Not only Alibaba’s growing revenue, but also the tax benefits that company gets, poses a great challenge for its competitors to deal with. According to Alibaba’s prospectus, the tax paid by the company in the year 2013 was 11.9%. This lower tax slice for the company will be a competitive weapon against other global e-commerce giants. If we compare the tax paid by some of the US giants, the rate is much higher than the rate Alibaba paid, giving them a better profitability margin. The large tax benefit leveraged by Alibaba might prompt investors to look at the US-based industry leaders more critically and analyse how the tax benefit gained by Alibaba can yield more profit when compared to companies like Amazon, who have paid a huge amount of tax in percentage terms last year. As a result, Alibaba’s tax superiority might become a threat in the battle over global e-commerce domination.

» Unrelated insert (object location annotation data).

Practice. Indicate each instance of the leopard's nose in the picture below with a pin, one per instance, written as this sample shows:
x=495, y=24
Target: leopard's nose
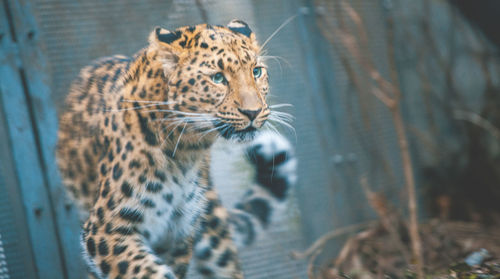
x=251, y=114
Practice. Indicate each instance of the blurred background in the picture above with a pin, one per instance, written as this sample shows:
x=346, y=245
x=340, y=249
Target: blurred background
x=397, y=131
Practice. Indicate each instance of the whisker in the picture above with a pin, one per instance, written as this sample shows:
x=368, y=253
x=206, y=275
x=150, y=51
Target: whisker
x=284, y=123
x=281, y=105
x=133, y=108
x=146, y=101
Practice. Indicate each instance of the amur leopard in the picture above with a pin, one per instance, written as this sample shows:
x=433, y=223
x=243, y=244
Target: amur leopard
x=134, y=152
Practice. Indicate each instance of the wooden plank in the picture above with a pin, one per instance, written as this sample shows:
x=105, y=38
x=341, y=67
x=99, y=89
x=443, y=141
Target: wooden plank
x=45, y=121
x=28, y=169
x=13, y=228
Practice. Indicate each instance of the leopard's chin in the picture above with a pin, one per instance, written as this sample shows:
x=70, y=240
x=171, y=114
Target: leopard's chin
x=244, y=135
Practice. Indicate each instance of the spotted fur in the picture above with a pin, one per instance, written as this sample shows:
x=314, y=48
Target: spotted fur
x=134, y=153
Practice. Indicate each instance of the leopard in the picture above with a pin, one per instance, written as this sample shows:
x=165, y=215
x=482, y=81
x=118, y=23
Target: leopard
x=134, y=153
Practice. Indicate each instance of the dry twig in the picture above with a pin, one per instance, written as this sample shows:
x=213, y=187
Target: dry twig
x=389, y=95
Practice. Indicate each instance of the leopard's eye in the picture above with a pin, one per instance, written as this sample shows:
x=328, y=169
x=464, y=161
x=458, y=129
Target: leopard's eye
x=219, y=78
x=257, y=72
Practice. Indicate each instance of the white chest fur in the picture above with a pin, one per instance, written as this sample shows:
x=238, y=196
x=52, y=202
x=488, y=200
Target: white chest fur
x=172, y=208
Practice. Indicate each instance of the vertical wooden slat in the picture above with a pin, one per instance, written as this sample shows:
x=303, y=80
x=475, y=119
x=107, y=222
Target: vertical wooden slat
x=44, y=117
x=13, y=226
x=28, y=169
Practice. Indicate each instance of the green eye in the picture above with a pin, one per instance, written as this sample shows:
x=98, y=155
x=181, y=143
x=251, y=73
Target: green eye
x=219, y=78
x=257, y=72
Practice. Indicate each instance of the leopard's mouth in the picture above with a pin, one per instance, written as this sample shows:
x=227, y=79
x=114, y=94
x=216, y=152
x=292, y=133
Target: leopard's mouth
x=229, y=132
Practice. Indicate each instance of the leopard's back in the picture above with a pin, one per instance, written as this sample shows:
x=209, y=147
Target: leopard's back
x=81, y=145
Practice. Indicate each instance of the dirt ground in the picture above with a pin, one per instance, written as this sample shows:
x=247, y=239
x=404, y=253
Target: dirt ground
x=450, y=249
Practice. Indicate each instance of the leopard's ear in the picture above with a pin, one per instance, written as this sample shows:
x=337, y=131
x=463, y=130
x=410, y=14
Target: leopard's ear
x=239, y=26
x=163, y=46
x=164, y=36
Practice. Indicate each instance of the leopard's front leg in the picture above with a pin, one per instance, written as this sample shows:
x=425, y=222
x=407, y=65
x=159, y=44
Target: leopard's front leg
x=115, y=244
x=215, y=254
x=122, y=254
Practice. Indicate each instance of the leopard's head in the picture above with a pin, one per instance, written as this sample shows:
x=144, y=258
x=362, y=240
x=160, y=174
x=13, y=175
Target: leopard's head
x=217, y=81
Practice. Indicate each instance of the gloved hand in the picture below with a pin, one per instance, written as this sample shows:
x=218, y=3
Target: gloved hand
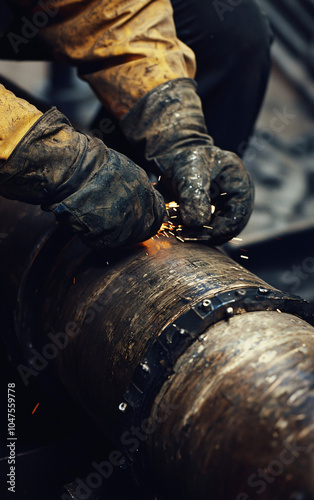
x=101, y=194
x=168, y=121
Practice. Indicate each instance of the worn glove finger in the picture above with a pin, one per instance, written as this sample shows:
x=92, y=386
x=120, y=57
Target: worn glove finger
x=232, y=194
x=210, y=176
x=119, y=207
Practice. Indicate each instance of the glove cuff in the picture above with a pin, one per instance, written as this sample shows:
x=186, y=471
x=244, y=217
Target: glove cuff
x=166, y=120
x=43, y=160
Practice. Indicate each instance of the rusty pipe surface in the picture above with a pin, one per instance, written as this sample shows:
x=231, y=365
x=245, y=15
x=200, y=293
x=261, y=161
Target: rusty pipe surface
x=179, y=323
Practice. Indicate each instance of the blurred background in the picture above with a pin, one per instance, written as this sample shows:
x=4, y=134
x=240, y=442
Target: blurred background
x=56, y=443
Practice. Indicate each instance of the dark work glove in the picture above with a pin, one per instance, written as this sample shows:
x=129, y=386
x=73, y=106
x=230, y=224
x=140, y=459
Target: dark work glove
x=101, y=194
x=169, y=123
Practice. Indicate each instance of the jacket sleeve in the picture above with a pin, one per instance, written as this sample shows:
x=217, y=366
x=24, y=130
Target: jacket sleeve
x=16, y=118
x=122, y=48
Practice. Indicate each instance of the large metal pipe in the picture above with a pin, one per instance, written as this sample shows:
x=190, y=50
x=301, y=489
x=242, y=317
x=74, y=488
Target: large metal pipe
x=200, y=369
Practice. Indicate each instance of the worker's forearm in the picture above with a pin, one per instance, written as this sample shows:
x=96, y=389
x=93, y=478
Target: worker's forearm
x=122, y=48
x=16, y=118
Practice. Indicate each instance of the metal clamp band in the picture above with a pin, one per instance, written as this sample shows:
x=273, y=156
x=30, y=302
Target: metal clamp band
x=175, y=338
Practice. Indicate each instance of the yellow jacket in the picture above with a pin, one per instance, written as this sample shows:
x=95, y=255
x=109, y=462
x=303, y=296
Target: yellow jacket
x=122, y=48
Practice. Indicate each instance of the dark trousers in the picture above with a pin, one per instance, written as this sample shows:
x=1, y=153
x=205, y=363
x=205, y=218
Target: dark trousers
x=231, y=40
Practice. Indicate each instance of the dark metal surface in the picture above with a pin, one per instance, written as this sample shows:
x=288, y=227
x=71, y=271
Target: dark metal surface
x=92, y=316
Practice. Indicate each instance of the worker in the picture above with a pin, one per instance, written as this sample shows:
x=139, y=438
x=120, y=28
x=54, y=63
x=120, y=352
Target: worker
x=130, y=54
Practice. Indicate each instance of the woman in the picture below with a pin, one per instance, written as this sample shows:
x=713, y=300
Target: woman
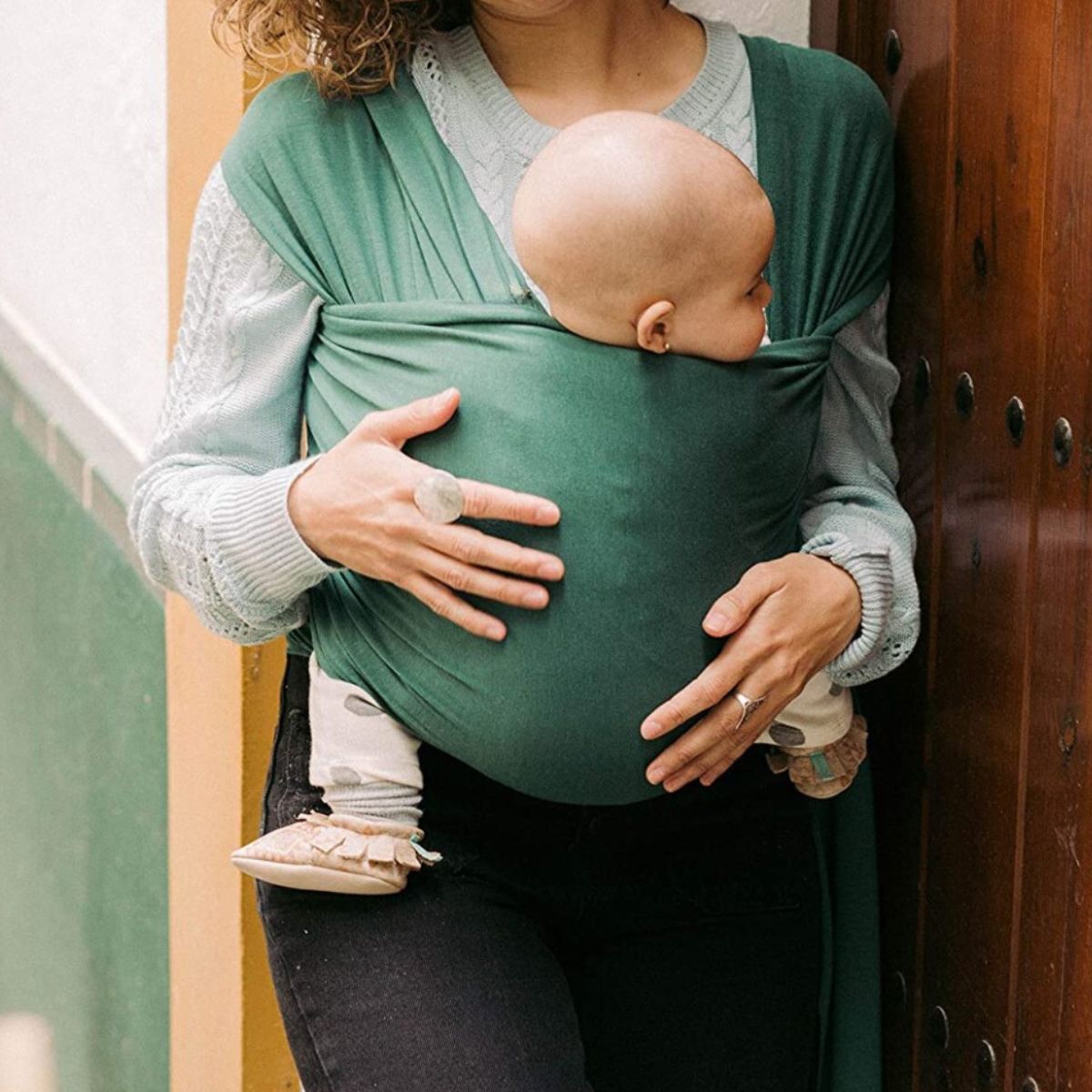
x=671, y=944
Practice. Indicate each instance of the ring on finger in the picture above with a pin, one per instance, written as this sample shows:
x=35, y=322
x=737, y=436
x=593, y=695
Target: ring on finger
x=749, y=705
x=440, y=497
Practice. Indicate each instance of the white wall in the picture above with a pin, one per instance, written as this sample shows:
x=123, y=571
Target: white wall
x=786, y=20
x=83, y=199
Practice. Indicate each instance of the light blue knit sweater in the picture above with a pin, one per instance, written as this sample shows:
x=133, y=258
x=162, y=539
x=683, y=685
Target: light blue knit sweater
x=208, y=513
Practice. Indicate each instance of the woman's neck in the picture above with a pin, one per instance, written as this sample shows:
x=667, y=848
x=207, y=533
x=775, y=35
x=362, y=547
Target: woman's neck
x=585, y=56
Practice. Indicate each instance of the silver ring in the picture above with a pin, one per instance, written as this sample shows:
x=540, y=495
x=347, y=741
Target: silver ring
x=749, y=707
x=440, y=497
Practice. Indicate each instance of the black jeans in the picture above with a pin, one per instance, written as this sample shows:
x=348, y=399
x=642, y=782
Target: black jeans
x=666, y=945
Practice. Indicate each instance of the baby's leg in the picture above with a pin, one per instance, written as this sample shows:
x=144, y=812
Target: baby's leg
x=363, y=758
x=824, y=771
x=366, y=763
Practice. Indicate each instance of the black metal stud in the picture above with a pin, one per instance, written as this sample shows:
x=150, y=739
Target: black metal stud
x=1063, y=441
x=965, y=394
x=893, y=52
x=986, y=1065
x=938, y=1027
x=900, y=989
x=1015, y=419
x=923, y=381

Up until now the whole kit and caboodle looks good for Alibaba. However it is not the complete scene, as the company has their own set of challenges to overhaul. Some of the major challenges have been listed below:

  • Being a non-US company, Alibaba’s shareholders will get less protection compared to that which US companies offer.
  • The Alibaba partnership will have the rights to nominate the majority of the Company’s directors, and two of the major shareholder SoftBank and Yahoo should give their consent for the partnership nominees every year.  The enforcement might hamper the board-level decision making which might affect the overall ability to influence investors.
  • One of the foremost challenges that can affect the prospective shareholder decision is that the shareholders will buy their shares in the US, but they will have to coordinate with the authorities in China. This means Chinese taxes will apply on dividends or benefits if the Company is deemed a “resident enterprise “in China.
  • Some of the other challenges, such as the Government’s strict control over Chinese Internet infrastructure, regulatory challenges on Alipay, anti-monopoly laws in China, and Chinese economic slowdown can impact the decision making of the shareholders who are willing to invest their money in Alibaba.

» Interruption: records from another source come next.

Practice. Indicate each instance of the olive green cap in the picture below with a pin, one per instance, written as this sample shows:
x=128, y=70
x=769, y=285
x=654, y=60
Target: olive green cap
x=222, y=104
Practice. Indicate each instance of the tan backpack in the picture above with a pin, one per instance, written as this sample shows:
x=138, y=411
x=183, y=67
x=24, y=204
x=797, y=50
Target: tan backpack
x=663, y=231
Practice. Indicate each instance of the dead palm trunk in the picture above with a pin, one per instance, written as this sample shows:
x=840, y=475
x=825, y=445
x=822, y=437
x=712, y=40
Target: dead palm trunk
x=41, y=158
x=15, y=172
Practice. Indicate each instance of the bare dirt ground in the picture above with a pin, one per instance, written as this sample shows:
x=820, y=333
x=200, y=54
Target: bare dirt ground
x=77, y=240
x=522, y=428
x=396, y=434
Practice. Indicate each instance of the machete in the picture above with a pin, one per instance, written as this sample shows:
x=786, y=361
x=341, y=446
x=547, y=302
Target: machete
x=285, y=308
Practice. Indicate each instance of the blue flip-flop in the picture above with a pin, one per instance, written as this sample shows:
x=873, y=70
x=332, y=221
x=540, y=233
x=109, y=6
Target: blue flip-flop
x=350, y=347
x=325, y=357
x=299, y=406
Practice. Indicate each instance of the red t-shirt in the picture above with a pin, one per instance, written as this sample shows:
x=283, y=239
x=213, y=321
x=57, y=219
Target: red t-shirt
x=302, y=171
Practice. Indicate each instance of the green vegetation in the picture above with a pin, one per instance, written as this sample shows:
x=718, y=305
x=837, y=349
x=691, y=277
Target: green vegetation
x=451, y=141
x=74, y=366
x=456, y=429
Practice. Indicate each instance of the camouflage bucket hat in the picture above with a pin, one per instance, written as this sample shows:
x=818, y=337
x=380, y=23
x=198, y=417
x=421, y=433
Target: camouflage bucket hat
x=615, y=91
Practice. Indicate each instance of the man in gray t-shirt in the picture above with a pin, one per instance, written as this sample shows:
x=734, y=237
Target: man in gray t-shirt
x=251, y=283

This is not the end of list of problems that might halt the Company’s dreams of becoming the world’s biggest player. Of late the Company has been questioned about its business ethics and security for buyers due two major polemics. In one of the instances, 2000 Alibaba certified Gold Suppliers defrauded buyers. In another instance “Starting in 2012, U.S. law enforcement posing as an American broker representing Iranian clients posted a call on Alibaba.com to purchase uranium. A year later, “Patrick Campbell,” a smuggler travelling under a stolen passport, took the bait and was arrested at John F. Kennedy International Airport in New York City with a sample of yellowcake uranium hidden in his shoes”. These might be some of the instances that the Company would want to leave behind. The Company seems to shield itself from the controversies, but the company will have to take some firm steps to avoid similar instances in the future in order to maintain a good level of confidence in investors.

Even after overcoming all the pitfalls and probable challenges, the company got off to a good start at the IPO launch. If the current movement of numbers and investor interest is analysed, Alibaba is certainly in a strong position.

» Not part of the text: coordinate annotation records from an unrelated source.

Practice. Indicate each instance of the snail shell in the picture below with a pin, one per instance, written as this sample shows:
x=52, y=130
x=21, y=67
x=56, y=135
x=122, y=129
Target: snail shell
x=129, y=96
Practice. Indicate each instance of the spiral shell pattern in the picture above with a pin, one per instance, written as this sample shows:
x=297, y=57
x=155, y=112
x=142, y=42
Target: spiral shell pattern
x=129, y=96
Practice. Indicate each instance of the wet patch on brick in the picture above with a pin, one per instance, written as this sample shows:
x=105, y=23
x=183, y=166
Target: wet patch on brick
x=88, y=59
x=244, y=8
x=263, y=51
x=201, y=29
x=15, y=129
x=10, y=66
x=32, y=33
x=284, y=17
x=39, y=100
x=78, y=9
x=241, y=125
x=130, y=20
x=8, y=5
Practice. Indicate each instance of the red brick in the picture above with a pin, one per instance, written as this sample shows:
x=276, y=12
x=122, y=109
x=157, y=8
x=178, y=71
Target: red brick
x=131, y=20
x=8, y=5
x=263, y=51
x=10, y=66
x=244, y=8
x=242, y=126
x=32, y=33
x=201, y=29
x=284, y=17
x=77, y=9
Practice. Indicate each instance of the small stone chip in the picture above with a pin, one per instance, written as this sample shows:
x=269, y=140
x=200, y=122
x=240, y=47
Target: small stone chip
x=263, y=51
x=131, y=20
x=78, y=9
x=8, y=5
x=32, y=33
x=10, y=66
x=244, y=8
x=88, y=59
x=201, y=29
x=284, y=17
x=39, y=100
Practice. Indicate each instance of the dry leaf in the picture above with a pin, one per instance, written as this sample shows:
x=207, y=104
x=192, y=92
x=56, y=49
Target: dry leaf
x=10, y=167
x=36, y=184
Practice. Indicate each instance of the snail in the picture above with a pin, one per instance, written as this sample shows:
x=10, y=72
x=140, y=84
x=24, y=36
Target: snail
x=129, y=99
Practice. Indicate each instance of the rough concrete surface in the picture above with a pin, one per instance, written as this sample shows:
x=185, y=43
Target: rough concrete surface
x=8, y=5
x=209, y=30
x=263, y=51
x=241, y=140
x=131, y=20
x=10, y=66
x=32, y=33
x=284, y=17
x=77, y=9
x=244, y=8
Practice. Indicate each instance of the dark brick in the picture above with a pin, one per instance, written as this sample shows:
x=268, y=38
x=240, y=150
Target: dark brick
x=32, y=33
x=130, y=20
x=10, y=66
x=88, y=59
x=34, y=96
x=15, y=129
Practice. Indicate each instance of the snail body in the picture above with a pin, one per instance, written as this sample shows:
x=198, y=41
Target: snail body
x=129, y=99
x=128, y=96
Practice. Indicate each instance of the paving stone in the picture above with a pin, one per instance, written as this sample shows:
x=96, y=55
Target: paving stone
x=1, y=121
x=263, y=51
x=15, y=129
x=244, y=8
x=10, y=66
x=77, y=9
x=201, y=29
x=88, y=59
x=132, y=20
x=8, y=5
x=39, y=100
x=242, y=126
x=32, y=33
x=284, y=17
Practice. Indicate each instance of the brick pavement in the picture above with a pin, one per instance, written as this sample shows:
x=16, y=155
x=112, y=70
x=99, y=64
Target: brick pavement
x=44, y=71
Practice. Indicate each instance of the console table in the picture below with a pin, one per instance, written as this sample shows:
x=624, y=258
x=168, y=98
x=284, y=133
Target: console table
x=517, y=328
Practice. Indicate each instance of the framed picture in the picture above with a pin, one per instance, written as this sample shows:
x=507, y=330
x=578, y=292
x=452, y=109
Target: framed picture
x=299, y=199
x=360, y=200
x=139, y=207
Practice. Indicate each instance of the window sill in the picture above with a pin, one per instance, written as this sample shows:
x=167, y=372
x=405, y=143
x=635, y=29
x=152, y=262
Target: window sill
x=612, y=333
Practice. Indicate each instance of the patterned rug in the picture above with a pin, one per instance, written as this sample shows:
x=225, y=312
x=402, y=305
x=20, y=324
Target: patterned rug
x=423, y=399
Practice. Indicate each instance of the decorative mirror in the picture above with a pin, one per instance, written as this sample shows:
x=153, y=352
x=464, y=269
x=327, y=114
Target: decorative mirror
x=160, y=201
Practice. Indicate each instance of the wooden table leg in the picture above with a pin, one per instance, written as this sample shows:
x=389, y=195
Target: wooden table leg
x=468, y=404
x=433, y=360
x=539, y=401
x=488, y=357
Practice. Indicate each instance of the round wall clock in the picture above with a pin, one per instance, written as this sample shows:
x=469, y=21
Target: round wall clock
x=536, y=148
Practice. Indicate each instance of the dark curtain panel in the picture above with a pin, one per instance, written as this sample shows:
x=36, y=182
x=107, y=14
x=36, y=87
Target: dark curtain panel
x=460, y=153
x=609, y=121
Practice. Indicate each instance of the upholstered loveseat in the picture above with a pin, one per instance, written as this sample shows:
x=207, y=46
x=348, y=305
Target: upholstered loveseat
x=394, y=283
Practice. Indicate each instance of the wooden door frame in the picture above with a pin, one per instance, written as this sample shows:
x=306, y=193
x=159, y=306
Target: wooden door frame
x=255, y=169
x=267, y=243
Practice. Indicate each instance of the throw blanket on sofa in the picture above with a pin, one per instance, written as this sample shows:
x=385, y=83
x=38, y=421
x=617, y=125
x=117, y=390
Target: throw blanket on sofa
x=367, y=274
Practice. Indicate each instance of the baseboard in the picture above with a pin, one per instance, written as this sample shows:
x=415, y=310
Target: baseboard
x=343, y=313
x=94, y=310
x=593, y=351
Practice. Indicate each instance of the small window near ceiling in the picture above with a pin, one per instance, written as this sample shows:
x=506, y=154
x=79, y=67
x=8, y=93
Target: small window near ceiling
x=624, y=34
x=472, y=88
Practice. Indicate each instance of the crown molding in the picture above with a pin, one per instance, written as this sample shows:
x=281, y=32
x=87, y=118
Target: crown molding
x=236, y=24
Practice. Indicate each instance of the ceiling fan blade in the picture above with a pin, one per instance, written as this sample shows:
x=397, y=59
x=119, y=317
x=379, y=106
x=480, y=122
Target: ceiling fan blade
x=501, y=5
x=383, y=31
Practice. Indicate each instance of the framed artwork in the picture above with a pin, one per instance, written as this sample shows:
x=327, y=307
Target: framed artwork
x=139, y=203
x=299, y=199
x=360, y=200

As Jack Ma, director and CEO of Alibaba said “eBay may be a shark in the ocean, but I am a crocodile in the Yangzi River. If we fight in the ocean, we lose; but if we fight in the river, we win.” However, it seems that Jack Ma is all set for a contest for the top position and everything is falling into place for the company. It will be interesting to watch how Alibaba takes it forward, investing in new markets, performing and keeping the expectations of investors buoyant.